Federal prosecutors said Thursday they charged a former software development manager, Sudhakar Reddy Bonthu, with insider trading. He is scheduled for arraignment Thursday by a federal magistrate in Atlanta. The charge came nearly four months after the former chief information officer of an Equifax business unit was accused of similar charges.
Prosecutors said the insider trading against Bonthu related to the massive data breach last July that Equifax disclosed to the public in September. The breach affected the records of 143 million people, according to the Federal Trade Commission.
The Securities and Exchange Commission filed separate civil charges against Bonthu on Thursday.
Bonthu, 44, was fired in March after refusing to cooperate with an internal investigation into whether he had violated the company’s insider trading policy. The SEC says Bonthu worked on creating a website for consumers who were affected by the breach. He had been told the work was for a client but surmised it was for Equifax itself, and in the days before the breach became public he placed a bet in the options market that Equifax shares would fall.
His profit was $75,000, the SEC said. Bonthu has agreed to return the money plus interest and to a permanent injunction to settle the SEC charges.
In a statement, Atlanta-based Equifax said, “Upon learning about the sales of Equifax shares by Mr. Bonthu, we immediately launched a review of his trading activity and separated him from our company after he declined to cooperate with our inquiry. We are fully cooperating with the SEC and the Department of Justice, and will continue to do so. We take corporate governance and compliance very seriously, and will not tolerate violations of our policies.”
After the data breach was revealed, questions about executives selling shares in the company emerged. Four top executives sold nearly $2 million of stock just days after the breach was discovered internally but weeks before the public was informed. A special committee of the board found that the sales by these executives were not improper and that they didn’t know about the breach at the time of the sales.

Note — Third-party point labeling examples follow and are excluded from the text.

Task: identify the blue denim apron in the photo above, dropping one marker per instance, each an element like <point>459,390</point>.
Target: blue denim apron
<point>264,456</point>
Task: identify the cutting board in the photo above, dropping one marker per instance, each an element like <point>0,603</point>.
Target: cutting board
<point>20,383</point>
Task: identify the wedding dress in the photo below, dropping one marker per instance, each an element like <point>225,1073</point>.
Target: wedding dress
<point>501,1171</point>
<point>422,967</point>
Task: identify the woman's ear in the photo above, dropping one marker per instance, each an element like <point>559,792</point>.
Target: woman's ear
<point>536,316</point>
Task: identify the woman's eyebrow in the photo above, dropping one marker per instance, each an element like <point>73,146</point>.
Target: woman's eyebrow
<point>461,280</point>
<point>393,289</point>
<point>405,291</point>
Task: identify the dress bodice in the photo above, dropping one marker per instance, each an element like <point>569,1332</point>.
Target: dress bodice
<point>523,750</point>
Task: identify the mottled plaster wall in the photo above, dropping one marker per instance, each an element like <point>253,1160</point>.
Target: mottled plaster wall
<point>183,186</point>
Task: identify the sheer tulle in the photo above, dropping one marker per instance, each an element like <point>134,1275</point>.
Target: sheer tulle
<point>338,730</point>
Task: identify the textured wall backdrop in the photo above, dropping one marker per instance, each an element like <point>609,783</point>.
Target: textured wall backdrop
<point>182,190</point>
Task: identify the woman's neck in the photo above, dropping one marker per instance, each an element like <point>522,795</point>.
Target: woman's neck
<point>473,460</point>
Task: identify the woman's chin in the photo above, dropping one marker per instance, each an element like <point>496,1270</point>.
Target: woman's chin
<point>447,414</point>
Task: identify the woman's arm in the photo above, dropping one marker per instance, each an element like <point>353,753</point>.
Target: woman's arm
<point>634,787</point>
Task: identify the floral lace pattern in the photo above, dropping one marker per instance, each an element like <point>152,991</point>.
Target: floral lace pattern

But another executive, Jun Ying, was indicted in March of insider trading. Prosecutors say he used inside knowledge and sold the equivalent of $950,000 of stock before the breach was made public and Equifax shares dropped 14 percent.
Richard Best, director of the SEC’s Atlanta bureau, said in a statement Thursday, “Corporate insiders simply cannot abuse their access to sensitive information and illegally enrich themselves.”
The SEC said the investigation is continuing.